Révolution numérique : « A diaboliser le futur, on condamne le présent », Guy Mamou-Mani

Co-Président d’Open et Président de Syntec Numérique de 2010 à 2016, Guy Mamou-Mani conseille depuis 35 ans les acteurs économiques et politiques en matière de transformation digitale. A l’occasion de la sortie de son ouvrage L’apocalypse numérique n’aura pas lieu (Editions de L’Observatoire), il nous livre son regard sur l’avenir de la société à l’heure de la révolution numérique.

 

Pourquoi vous êtes-vous lancé dans la rédaction de cet ouvrage ?

Au-delà de mon activité de conseil, j’ai toujours pris à cœur de m’engager sur des sujets de société. Il était donc important pour moi de prendre la parole sur le thème de la révolution numérique. J’ai constaté que la grande majorité des commentaires, des éditoriaux et des ouvrages qui traitaient de ce sujet étaient portés par des pseudo visionnaires, des prospectivistes, n’ayant aucune connaissance pratique des métiers du numérique. De fait, cette méconnaissance induisait une vision anxiogène et négative. J’ai donc écrit cet ouvrage pour donner un autre regard, plus réaliste et basé sur ma propre expérience. Parce qu’à diaboliser le futur, on condamne le présent.

Comment expliquez-vous ce discours alarmiste et anxiogène ?

La plupart de ces critiques se basent sur des risques existants qu’il ne faut pas sous-évaluer : déshumanisation, suppressions d’emploi, non-inclusion, etc. Mais le numérique n’est pas pour autant synonyme d’apocalypse. Face à ce constat, soit on baisse les bras, et on se dit que les dés sont jetés. Soit on réagit et l’on prend conscience qu’on peut se prendre en main, que nous avons en France les armes pour rivaliser avec les Chinois ou les Américains (écoles prestigieuses et reconnues, French Tech performante, etc.). Nous avons l’opportunité de rebattre les cartes régulièrement et de réinventer un certain nombre d’entreprises dans le domaine de l’intelligence artificielle et des données. L’avenir sera ce que nous en ferons, et c’est ce message que je souhaite porter.

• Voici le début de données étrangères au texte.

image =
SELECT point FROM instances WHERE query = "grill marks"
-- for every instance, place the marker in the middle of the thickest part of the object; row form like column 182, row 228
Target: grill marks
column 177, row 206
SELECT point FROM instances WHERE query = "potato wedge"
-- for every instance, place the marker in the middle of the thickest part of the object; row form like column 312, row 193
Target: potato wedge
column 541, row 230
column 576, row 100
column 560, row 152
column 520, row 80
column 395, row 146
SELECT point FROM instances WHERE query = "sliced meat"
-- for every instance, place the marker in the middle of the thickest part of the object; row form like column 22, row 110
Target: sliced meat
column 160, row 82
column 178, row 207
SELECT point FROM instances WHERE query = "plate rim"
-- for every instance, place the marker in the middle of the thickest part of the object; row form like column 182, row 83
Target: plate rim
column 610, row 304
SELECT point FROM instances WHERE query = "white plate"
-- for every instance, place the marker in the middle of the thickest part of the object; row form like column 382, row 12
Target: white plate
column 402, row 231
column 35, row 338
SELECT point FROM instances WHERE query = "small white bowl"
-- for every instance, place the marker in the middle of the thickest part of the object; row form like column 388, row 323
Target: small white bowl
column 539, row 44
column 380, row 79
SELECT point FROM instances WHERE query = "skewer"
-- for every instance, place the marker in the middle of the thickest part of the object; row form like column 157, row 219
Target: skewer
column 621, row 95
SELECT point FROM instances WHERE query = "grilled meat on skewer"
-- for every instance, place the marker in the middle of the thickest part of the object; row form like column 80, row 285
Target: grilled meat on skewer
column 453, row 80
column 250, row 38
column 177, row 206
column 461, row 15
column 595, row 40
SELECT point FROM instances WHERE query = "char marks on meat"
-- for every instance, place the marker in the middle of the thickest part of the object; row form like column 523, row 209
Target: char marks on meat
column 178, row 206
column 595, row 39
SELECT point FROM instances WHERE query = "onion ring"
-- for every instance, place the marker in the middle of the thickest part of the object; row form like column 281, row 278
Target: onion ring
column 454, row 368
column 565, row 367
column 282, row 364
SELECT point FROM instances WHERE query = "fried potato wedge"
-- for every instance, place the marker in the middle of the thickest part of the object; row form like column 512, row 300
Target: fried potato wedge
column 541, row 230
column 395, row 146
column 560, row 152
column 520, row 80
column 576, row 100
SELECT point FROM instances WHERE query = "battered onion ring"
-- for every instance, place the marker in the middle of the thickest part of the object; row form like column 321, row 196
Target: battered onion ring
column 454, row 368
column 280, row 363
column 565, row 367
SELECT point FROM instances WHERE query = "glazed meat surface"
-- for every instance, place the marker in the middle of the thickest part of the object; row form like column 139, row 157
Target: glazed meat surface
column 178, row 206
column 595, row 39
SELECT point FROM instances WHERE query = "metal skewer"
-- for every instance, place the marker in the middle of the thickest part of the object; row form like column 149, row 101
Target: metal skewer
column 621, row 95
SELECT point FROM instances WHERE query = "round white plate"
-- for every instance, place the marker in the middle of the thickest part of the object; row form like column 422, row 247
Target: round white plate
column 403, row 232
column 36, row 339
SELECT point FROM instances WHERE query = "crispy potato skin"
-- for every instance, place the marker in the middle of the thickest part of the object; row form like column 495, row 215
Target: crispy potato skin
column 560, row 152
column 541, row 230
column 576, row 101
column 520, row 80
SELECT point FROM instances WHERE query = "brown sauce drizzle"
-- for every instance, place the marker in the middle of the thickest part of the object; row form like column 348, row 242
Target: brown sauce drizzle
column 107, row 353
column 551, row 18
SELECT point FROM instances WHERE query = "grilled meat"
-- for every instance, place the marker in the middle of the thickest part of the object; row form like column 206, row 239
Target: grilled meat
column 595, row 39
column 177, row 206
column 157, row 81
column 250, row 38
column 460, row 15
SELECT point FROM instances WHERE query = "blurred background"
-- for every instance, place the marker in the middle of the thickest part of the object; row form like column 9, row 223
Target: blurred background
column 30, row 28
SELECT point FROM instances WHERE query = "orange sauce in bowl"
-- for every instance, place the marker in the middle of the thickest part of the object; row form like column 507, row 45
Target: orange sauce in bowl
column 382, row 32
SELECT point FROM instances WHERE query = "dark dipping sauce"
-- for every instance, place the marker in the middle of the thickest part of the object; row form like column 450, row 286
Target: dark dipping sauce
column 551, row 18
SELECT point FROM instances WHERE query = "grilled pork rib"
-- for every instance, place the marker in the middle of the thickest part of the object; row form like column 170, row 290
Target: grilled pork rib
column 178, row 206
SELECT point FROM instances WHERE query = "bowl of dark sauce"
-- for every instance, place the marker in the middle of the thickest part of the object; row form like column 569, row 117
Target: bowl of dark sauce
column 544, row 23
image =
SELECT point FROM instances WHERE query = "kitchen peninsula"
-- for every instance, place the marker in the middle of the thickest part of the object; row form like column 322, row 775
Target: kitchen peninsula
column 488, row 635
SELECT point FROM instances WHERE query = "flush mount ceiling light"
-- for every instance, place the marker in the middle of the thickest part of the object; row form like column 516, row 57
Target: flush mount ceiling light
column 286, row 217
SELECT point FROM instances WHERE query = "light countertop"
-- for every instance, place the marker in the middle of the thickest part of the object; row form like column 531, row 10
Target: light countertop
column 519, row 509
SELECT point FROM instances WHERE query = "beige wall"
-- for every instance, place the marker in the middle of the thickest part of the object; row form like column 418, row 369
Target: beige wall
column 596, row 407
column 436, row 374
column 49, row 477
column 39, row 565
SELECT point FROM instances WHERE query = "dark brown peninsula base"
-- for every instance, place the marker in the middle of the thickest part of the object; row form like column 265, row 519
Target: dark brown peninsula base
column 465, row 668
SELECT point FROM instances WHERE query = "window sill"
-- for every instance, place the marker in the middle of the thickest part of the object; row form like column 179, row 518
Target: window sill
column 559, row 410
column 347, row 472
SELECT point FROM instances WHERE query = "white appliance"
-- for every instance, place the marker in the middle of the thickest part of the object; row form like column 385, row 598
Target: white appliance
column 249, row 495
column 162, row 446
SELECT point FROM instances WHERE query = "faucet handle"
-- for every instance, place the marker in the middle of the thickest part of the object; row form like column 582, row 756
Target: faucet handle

Qu’entendez-vous lorsque vous dites que la révolution numérique est « l’opportunité de réhumaniser l’existence » ?

Les ordinateurs impliqueraient nécessairement la disparition progressive de l’humain. Pour moi c’est l’inverse. Le numérique permet de se débarrasser des tâches les plus ingrates. Peut-on se plaindre qu’il y ait moins de travailleurs dans les mines ? Non ! La robotisation va dégager du temps, de la productivité, et de l’efficacité qui permettront aux individus de se consacrer aux métiers de service, de proximité… donc à des métiers plus humains.

Selon vous, quelle est la meilleure stratégie à adopter face à cette révolution ?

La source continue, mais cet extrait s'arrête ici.